И обстановка квартиры вполне соответствовала его характеру. Темно-коричневые обои украшали картины с пейзажами чуждых миров полных огня и взрывов. Пол был устлан коврами с ярким восточным рисунком. В книжном шкафу почетное место занимали оккультные книги, среди которых самым невинным являлся Папюс. Воздух в квартире был удушливым от беспрестанно курившихся благовоний.

В углу гостиной стоял кальян, но Никас не пользовался им, а любил дымить толстыми сигарами, при этом он стряхивал пепел в хрустальную маленькую пепельницу, весьма искусно сотворенную под череп. Череп этот он повсюду таскал с собой, и даже направляясь в гости, обязательно укладывал в свою сумку.

Он очень любил посещать городские праздники и стоя особняком от праздничной суеты, разглядывал людей в поисках необыкновенных лиц, а после дома, рисовал запомнившиеся ему образы, его работы пользовались у горожан огромным успехом. Каждый день кто-нибудь подбегал к выставке его картин, он устраивался под навесом, на одной из центральных улиц города и выискивал нечто похожее на свою собственную персону нон грата.

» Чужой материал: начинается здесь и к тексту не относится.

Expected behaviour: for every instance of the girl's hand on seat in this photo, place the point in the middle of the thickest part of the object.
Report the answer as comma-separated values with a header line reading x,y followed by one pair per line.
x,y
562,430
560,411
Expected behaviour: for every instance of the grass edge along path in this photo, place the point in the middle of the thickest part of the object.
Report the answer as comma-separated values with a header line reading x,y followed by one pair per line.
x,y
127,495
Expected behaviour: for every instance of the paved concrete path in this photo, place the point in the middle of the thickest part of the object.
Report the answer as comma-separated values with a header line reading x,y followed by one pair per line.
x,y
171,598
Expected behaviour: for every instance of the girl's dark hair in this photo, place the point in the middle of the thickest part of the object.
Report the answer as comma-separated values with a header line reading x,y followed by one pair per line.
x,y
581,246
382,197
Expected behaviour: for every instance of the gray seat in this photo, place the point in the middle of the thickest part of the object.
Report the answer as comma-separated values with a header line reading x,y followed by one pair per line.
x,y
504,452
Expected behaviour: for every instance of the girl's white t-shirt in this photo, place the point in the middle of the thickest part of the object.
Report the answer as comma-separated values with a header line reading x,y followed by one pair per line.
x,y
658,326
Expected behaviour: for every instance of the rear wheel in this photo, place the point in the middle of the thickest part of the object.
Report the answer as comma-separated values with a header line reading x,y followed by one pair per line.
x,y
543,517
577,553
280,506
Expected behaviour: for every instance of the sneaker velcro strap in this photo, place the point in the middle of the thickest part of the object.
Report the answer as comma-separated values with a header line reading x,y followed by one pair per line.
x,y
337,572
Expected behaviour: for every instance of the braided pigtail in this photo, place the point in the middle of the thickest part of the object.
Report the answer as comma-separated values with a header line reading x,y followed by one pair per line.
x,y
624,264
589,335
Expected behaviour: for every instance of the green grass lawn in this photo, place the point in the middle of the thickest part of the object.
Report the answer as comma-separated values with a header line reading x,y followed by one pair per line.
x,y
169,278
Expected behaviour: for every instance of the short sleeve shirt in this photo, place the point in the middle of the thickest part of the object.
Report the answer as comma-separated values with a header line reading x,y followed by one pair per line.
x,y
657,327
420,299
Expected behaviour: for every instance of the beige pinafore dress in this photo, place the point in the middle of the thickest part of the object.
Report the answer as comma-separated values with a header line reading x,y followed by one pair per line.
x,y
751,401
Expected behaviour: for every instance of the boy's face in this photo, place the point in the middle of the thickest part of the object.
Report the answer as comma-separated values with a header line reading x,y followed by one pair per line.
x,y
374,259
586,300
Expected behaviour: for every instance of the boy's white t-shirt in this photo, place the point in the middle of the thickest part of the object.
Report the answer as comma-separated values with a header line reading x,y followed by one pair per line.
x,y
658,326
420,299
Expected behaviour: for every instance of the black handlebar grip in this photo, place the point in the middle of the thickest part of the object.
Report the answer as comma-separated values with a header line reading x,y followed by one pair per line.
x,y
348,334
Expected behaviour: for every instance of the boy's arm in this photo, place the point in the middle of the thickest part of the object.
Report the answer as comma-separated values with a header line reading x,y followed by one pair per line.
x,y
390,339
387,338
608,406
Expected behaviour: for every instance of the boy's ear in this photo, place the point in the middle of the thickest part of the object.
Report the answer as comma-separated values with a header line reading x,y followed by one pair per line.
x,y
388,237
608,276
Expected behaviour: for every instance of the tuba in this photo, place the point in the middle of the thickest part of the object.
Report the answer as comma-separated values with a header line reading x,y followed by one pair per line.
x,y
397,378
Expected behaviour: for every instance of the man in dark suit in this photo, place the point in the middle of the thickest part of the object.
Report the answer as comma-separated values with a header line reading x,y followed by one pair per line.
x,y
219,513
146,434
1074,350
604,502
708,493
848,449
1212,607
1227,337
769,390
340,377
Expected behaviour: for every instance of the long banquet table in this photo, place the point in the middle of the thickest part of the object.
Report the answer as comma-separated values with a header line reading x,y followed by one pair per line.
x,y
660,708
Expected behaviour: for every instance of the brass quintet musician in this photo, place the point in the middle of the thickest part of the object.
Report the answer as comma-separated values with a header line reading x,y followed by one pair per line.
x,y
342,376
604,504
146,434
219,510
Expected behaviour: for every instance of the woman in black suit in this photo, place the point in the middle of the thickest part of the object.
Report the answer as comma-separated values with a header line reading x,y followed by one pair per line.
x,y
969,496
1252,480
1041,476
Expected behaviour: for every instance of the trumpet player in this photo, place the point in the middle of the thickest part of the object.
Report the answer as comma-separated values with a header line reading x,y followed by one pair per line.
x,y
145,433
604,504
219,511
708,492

Он прослыл в обществе знакомых за человека чрезвычайно умного и проницательного. Наверное, в этом ему помогала одна его странная привычка. Он обожал внимательно разглядывать собеседников, замечая все их невербальные движения, безошибочно определяя не только характер попавшегося ему на пути человека, но и все скрытые движения его души. Он чувствовал эмоции людей точно так же, как хороший психиатр чувствует необыкновенных пациентов, изучая не только физические подпрыгивания и подскакивания, но главным образом докапываясь до их душ.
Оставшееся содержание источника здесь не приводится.